THE THIRTEENTH STATION: JESUS IS TAKEN DOWN FROM THE CROSS


Joseph of Arimathea asked for Christ’s crucified body and then laid it in a tomb. Such faith. Such resolve.

As a member of the Sanhedrin, Joseph risked his reputation — his life, even — with his request. St. Mark calls the act courageous. Once granted, Joseph had to face an unthinkable reality.

Luke tells us that Joseph wrapped the body in a linen cloth, “after he had taken the body down.” A different kind of courage had to be summoned for that moment.
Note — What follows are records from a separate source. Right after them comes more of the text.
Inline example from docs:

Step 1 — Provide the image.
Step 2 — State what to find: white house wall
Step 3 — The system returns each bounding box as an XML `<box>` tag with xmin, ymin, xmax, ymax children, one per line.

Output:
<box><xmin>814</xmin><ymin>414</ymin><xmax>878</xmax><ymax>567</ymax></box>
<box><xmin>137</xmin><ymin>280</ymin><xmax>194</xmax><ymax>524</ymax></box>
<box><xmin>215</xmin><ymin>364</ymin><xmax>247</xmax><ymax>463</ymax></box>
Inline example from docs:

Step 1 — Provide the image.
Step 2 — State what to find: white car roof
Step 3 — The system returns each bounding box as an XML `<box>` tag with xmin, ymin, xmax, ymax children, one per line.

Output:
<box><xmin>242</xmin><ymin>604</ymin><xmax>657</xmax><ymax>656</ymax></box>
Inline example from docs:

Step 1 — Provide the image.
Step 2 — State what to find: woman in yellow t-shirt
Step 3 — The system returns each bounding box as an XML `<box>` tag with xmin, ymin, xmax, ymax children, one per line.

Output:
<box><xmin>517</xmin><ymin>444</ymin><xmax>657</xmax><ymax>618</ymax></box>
Only John writes that Nicodemus accompanied Joseph, bringing myrrh and aloe weighing about a hundred pounds. This was no small undertaking. Perhaps together, perhaps with others, they worked out how to remove Christ’s lifeless body from the cross. And then they had to do it. To wrap their arms around the man they believed to be the Messiah, letting go of fear and grief, forgetting themselves and doing what they could to treat his battered body with dignity and tenderness.

Where were they going to put it? Matthew says Joseph laid the body “in his new tomb that he had hewn in the rock.” Joseph would have had no idea he had been preparing the space for the reality shattering glory that would occur there.

Faith. Resolve. Courage. Undertakings large and small. Dignity. Tenderness. Plans. Faithfulness to our daily tasks.

We pray for these graces, as we too, create spaces for the reality shattering glory of the Lord in our world.